O momento mais marcante para ela foi quando percebeu que havia sido baleada. “Eu vi a minha calça toda suja de sangue do joelho pra baixo. Como eu estava de calça jeans, ficou bem visível que era sangue mesmo. Os policiais olharam a minha perna e constataram que eu estava com marca de um projétil na panturrilha esquerda. A marca da perfuração da bala aparecia muito na roupa. Na hora, eu não senti dor nenhuma, mas depois parecia que a perna estava pegando fogo. Depois de uns dois minutos começou um tiroteio entre os policiais da embarcação e os suspeitos. Não dava de saber de que lado vinham os tiros. Um dos policiais, o Adão Mariano, também foi baleado, no caso dele o tiro atingiu a cintura, a bala não alojou no corpo dele, mas chegou a machucar. O barco e o motor foram perfurados pelos disparos” lembrou.
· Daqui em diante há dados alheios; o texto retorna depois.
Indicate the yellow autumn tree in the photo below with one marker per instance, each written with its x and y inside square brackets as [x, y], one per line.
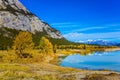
[46, 46]
[22, 42]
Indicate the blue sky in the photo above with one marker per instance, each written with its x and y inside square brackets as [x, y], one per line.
[80, 19]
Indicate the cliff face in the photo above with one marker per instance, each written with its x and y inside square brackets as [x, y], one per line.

E disse ainda: “Como começou a entrar água dentro, os PMs remaram até a margem do rio e me levaram ás pressas para o hospital, em Lages, pois transbordava sangue da minha perna. Dentro do carro eu entrei em estado de choque, não conseguia chorar e nem falar. Depois me acalmei e pedi para o cinegrafista avisar a minha chefe sobre o fato e também para que ela avisasse a minha família. “
Pâmela chegou a pensar que iria morrer. “Eu vivi momentos de tensão. Pensei que era a minha hora.Enquanto o tiroteio acontecia, eu rezava em silêncio com as mãos apoiadas na minha cabeça. Não conseguia nem me mexer de nervosismo. Vivi uma experiência memorável que me ensinou muito sobre como valorizar a vida. Eu sempre gostei de produzir reportagens policiais e continuo gostando. Até pensei que ficaria com medo depois de viver a situação, mas acredito que fiquei ainda mais corajosa para enfrentar os desafios que a vida me proporciona.”
O suspeito que atirou contra a embarcação foi preso oito meses depois e foi a júri popular por tentativa de homicídio. Ele pegou nove anos de prisão e hoje deve estar terminando de cumprir a pena, em liberdade.
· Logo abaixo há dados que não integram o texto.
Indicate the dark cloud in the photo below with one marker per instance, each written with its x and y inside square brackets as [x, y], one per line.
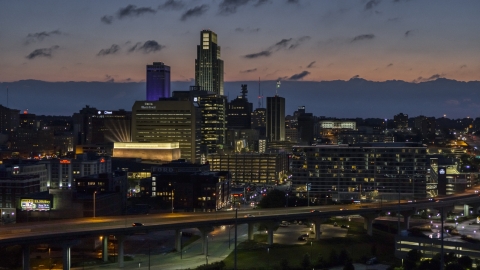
[248, 70]
[172, 5]
[109, 78]
[299, 76]
[298, 42]
[261, 2]
[133, 11]
[363, 37]
[45, 52]
[247, 30]
[431, 78]
[147, 47]
[371, 4]
[107, 19]
[286, 43]
[39, 36]
[194, 12]
[259, 54]
[112, 50]
[230, 6]
[311, 64]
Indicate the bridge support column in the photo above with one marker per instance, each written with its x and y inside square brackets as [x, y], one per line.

Pamela hoje é repórter na RICTV- Itajaí, é repórter geral e atua também no programa Cidade Alerta em rede estadual, conduzido pelo apresentador Henrique Zanotto.
Para Pamela, os jornalistas, às vezes, são vistos como uma ameaça, sendo que estão apenas tentando informar: “Nós só queremos transmitir a informação e deixar o telespectador atualizado com as notícias do cotidiano.”
Depois disso, Pâmela Marin, fez Direito, porque sempre gostou da parte investigativa do jornalismo. No final da faculdade, ela conta que nem pensou duas vezes, na hora de escolher o tema de seu TCC: “Periculosidade no ambiente de trabalho do jornalista.”
O que diz a FENAJ
Procuramos a FENAJ para uma nota de repúdio, sobre os casos citados nesta reportagem, a FENAJ disse que não fazem declarações genéricas e que as notas são divulgadas quando ocorrem casos graves. Confira a íntegra da nota abaixo:
“A FENAJ sistematiza os dados da violência contra jornalistas anualmente no Relatório da Violência contra Jornalistas e Liberdade de Imprensa no Brasil. Os relatórios de 2018 e dos anos anteriores estão disponíveis no site da FENAJ.
Quando à uma nota de repúdio, não fazemos declarações genéricas; nossas notas são divulgadas quando ocorrem casos graves. Elas também estão disponíveis no site da FENAJ.“
Outros órgãos
Tentamos entrar em contato, por dois meses, com o Sindicato dos Jornalista Profissionais de Santa Catarina e com a Associação Catarinense de Imprensa – Casa do Jornalista, por todas as formas e não obtivemos nenhum retorno. Também entramos em contato com a NSC TV, afiliada da TV Globo, em Santa Catarina, que preferiu não se manifestar, sobre o assunto. Procuramos também a RIC RecordTV e o SCC, que até o fechamento da matéria, não nos deu nenhum retorno. Assim caso façam a matéria será devidamente atualizada.